Une chose est certaine selon lui: on ne s’improvise pas agriculteur, on le devient avec l’expérience. 

«Lire un seul livre sur le sujet, même s’il est excellent, ne suffit pas. Il est essentiel de posséder une formation, pour aiguiser son esprit critique. Il y a beaucoup d’attrape-nigauds, notamment dans le domaine de la fourniture de matériels. Je pense que c’est important d’avoir des bases.»

Pour sa part, il a 15 années d’expérience au compteur. 

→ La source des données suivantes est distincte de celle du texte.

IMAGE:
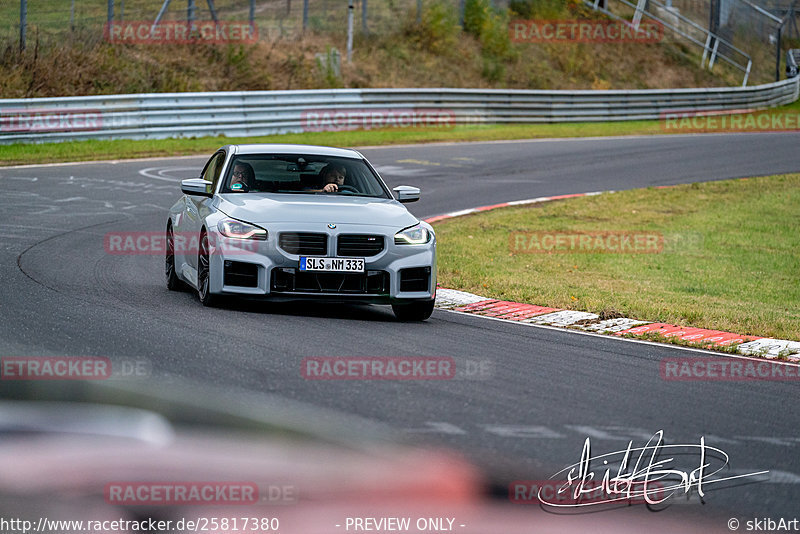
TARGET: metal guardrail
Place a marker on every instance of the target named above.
(242, 114)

En plus d’une formation en production horticole, il a travaillé sur de nombreuses fermes au Québec, mais aussi aux États-Unis. Il a géré une ferme en Montérégie pendant environ quatre ans. 

«Je ne viens pas d’une famille d’agriculteurs alors il a fallu que je gagne de l’expérience. Pendant cinq ans, j’ai aussi été conseiller en agriculture au sein d’un organisme gouvernemental.»

Le quotidien à la ferme, malgré les exigences physiques que cela implique, lui a apporté beaucoup. 

On travaille sa patience à la ferme. Ça peut être frustrant de ne pas voir des légumes prêts avant la fin juin quand tu les as semés le 20 avril. Mais tu ne peux rien faire pour que ça pousse plus vite.Mathieu Roy

Aussi, Mathieu a appris à se fixer des objectifs, ce dont il n’était pas capable avant, précise-t-il.

«Si on dit “aujourd’hui on fait les carottes”, alors on fait les carottes!»

D’ailleurs, Mathieu doit raccrocher, il faut qu’il y retourne!